When I first came to the Tribune-Review in 2001, I covered Pittsburgh city hall. Soon after I started, Managing Editor Jim Cuddy called me into his office and handed me a book: “Don’t Call Me Boss: David L. Lawrence, Pittsburgh’s Renaissance Mayor.” It’s not light reading and I might not have finished it — except that Jim said I had to read it. I’m glad I did. (Spoiler alert: Lawrence dies, in dramatic fashion.) The book gave me a solid grounding in Pittsburgh’s unique machine politics. I bought a copy of “Don’t Call Me Boss” for the Trib’s newest Grant Street writer, Aaron Auperlee.
“Homestead: The Glory and Tragedy of an American Steel Town” also ranks among my favorites.
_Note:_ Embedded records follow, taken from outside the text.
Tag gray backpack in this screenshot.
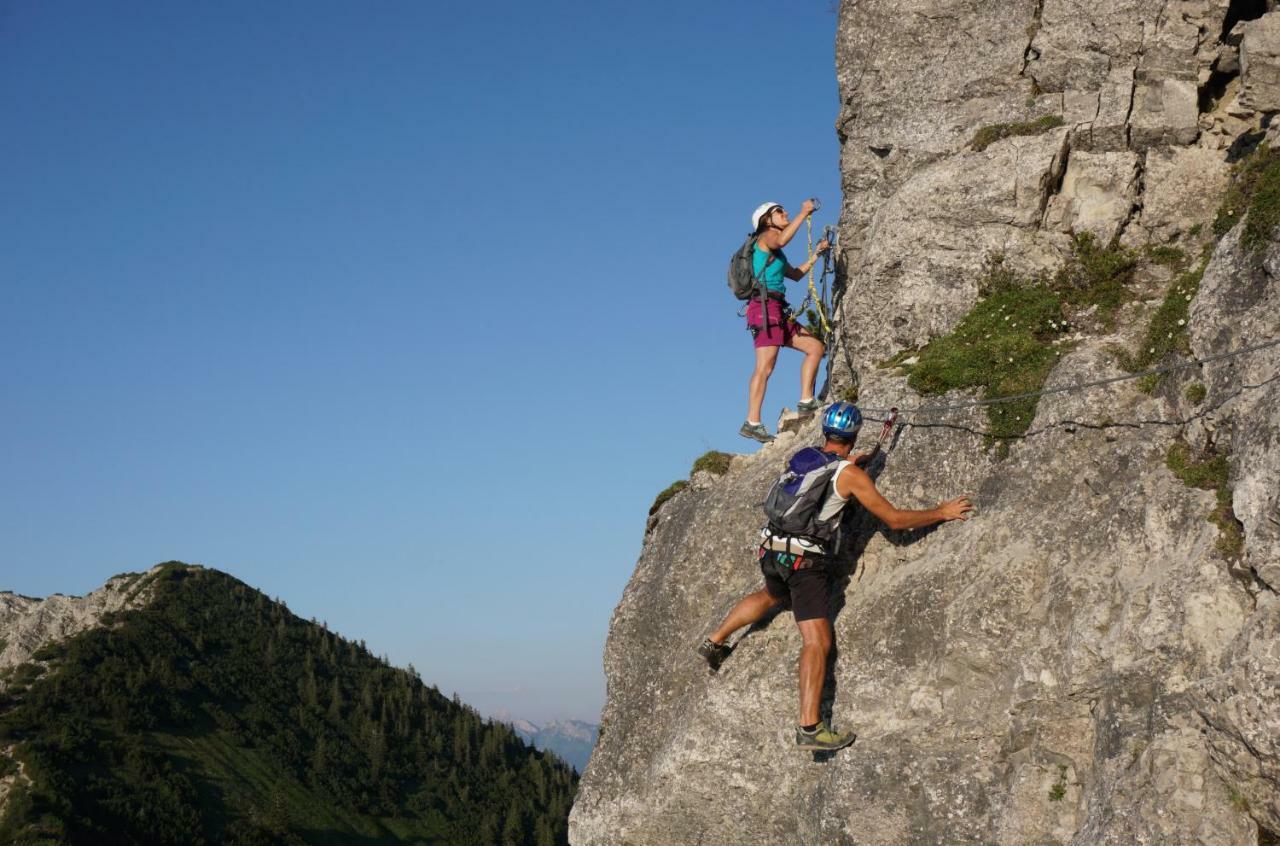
[764,447,840,545]
[728,233,777,299]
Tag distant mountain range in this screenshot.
[493,712,600,773]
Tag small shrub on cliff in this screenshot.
[1116,264,1204,393]
[1053,232,1138,325]
[908,256,1068,439]
[970,115,1066,152]
[689,449,733,476]
[1213,145,1280,252]
[1165,440,1244,558]
[649,479,689,517]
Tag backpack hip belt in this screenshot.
[760,526,827,555]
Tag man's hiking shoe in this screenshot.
[796,722,858,753]
[737,422,773,444]
[796,397,822,415]
[698,637,733,673]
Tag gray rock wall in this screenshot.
[570,0,1280,846]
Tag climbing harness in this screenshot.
[797,216,835,343]
[860,338,1280,425]
[760,526,827,555]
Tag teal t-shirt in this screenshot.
[751,244,791,293]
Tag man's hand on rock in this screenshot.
[938,497,973,522]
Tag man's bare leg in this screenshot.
[710,587,783,642]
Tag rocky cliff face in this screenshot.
[0,567,159,817]
[571,0,1280,846]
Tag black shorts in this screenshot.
[760,549,831,622]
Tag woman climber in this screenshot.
[737,200,829,444]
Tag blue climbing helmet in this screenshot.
[822,402,863,438]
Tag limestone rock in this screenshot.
[1129,147,1228,243]
[0,567,167,689]
[1240,12,1280,113]
[1044,152,1139,243]
[570,0,1280,846]
[1129,79,1199,148]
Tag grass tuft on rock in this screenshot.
[908,256,1068,439]
[970,115,1066,152]
[1165,440,1244,559]
[689,449,733,476]
[1213,143,1280,253]
[1053,232,1138,326]
[649,479,689,517]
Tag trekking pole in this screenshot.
[858,406,897,466]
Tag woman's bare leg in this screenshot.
[788,334,827,399]
[746,344,778,422]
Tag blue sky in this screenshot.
[0,0,840,721]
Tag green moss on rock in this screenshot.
[1165,440,1244,558]
[908,256,1068,439]
[690,449,733,476]
[1213,145,1280,253]
[649,479,689,517]
[970,115,1066,152]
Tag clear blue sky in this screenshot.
[0,0,840,721]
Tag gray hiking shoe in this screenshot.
[698,637,733,673]
[796,397,822,415]
[796,721,858,753]
[737,422,773,444]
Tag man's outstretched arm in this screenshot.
[836,465,973,531]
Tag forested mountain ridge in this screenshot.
[570,0,1280,846]
[0,562,576,846]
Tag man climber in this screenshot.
[737,200,831,444]
[698,402,973,751]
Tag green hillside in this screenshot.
[0,563,577,846]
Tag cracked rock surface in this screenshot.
[570,0,1280,846]
[0,568,165,817]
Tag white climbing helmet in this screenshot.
[751,202,782,232]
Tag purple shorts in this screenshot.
[746,297,800,348]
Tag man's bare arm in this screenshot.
[836,465,973,531]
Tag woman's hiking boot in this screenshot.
[737,422,773,444]
[698,637,733,673]
[796,721,858,753]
William Serrin was working as The New York Times’ labor and workplace correspondent when he quit the paper to write this book about the closure of the Homestead Works steel mill in 1986. My grandfather worked in a steel mill, and one of my first bylines, for the National Geographic Society’s defunct news service, appeared on a story I wrote about Homestead. When I came back to Pittsburgh, I read a library copy of “Homestead,” and it shaped my understanding of the region’s labor history. I have long wanted my own copy.
Finally, I wrote a children’s book scheduled to come out in August 2015 about Roberto Clemente, the Pirates’ iconic right fielder. David Maraniss wrote the quintessential biography, “Clemente: The Passion and Grace of Baseball’s Last Hero.” I didn’t have my own copy of the book. But now I do.